Rest of thread:
That can leave those suffering & grieving without the answers they desperately need.
As a person in the chronic pain community, I have watched that lead to immense suffering, unending grief and so much loss…and as a result increased self medicating, recklessness, suicides, requests for MAiD.
I understand how it gets there, because I live with #ChronicPain too. (Several types.)
And I struggle to hang on most days.
Especially in the face of the additional minimization/gaslighting we face in healthcare/society due to poor quality research and a serious lack of understanding of CP.
So what do we do about it?
First, HOW we talk about these issues matter.
We need to stop referring to “lifestyle choices” (places fault with patient) and start recognizing and addressing the real systemic barriers to healthy living that exist (where the faults actually are).
Misogyny, ableism, racism, financial insecurity, food insecurity, housing insecurity, lack of disability supports, and more are very prevalent barriers to healthy living.
The people creating this language in healthcare and research are some of the MOST privileged among us.
#Inclusion of our patient community means choosing a variety of backgrounds and experiences, and creating safer spaces for real discussions to happen about the realities and needs of those living with #ChronicPain.

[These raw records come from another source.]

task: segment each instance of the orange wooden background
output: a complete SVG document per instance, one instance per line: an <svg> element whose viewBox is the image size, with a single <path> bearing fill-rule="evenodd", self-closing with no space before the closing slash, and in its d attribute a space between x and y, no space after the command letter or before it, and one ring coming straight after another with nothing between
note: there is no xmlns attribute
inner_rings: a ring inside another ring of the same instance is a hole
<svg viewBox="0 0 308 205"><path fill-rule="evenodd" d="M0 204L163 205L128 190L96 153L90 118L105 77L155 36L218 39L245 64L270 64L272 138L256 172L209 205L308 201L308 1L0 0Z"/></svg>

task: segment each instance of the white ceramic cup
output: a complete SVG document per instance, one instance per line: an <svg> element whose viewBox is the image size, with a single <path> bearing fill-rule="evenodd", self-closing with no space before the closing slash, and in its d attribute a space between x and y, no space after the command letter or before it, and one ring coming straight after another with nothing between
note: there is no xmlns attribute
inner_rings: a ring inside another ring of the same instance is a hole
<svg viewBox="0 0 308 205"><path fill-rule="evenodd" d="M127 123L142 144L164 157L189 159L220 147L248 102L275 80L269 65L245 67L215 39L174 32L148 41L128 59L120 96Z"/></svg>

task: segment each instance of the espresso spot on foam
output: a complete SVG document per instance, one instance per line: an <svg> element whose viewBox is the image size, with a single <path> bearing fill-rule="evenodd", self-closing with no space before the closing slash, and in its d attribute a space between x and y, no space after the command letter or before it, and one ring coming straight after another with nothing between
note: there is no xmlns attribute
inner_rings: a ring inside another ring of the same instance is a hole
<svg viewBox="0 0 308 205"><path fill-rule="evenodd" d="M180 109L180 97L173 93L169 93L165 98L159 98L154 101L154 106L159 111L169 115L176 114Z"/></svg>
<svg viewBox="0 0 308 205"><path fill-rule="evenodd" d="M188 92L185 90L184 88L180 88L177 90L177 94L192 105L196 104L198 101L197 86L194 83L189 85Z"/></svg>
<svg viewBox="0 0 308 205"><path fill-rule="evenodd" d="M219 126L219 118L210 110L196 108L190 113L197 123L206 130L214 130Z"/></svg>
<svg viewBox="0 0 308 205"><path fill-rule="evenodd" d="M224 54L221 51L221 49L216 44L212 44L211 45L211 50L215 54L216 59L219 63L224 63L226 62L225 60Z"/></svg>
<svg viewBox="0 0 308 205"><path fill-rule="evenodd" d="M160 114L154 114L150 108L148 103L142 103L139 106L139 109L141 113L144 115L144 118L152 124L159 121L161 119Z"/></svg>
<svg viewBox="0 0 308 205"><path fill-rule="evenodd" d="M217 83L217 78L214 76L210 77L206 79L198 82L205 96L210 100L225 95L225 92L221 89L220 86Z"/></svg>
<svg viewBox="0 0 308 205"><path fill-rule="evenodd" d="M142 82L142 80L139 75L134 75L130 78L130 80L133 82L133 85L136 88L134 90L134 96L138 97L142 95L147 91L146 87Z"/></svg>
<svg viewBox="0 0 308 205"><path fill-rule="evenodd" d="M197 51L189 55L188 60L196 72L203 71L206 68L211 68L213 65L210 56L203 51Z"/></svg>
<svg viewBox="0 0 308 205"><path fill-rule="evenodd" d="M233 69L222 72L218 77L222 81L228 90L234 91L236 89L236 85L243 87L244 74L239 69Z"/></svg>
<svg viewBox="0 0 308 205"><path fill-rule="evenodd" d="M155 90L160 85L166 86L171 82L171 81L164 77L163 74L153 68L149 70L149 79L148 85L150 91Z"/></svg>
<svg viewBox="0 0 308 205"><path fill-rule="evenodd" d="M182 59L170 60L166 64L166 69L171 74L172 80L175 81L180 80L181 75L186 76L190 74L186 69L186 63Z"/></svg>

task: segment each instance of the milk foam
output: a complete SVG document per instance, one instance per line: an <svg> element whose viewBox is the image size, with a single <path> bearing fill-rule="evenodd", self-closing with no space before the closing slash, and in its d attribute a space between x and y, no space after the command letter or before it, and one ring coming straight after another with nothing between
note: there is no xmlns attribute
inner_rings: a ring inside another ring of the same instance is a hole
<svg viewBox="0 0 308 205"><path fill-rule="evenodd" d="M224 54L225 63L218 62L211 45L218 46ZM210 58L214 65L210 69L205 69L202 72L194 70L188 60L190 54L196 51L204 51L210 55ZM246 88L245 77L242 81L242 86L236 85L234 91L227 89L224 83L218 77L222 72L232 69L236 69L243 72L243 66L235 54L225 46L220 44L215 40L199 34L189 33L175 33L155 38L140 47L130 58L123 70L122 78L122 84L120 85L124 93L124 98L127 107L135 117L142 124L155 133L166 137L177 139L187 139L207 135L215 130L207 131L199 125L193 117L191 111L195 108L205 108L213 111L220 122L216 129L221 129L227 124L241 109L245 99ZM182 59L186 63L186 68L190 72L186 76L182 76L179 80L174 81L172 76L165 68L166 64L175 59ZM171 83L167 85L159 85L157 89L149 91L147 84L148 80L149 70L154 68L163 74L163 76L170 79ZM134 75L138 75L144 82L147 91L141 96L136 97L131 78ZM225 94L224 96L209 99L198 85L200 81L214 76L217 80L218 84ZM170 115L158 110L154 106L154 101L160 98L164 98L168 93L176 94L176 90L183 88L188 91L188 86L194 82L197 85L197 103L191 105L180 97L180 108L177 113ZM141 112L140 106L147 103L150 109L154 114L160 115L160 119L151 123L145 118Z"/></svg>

But also the opportunities. And there are so many.
We could start respectfully tracking #ChronicPain in healthcare.
Acknowledging and believing it, counting it correctly, creating new tools to measure it…all respectful, inclusive and co-designed with patients.
No more shame, blame, neglect. Compassion and respect.
#Doctors could display #humility and #curiosity when they don’t understand the chronic illness-fuelled chronic pain they see.
They could read up on things like #hypermobility, #mastcells, #glial cells, neuro #inflammation research, etc.
They could believe us when we say it’s a 9-10 today.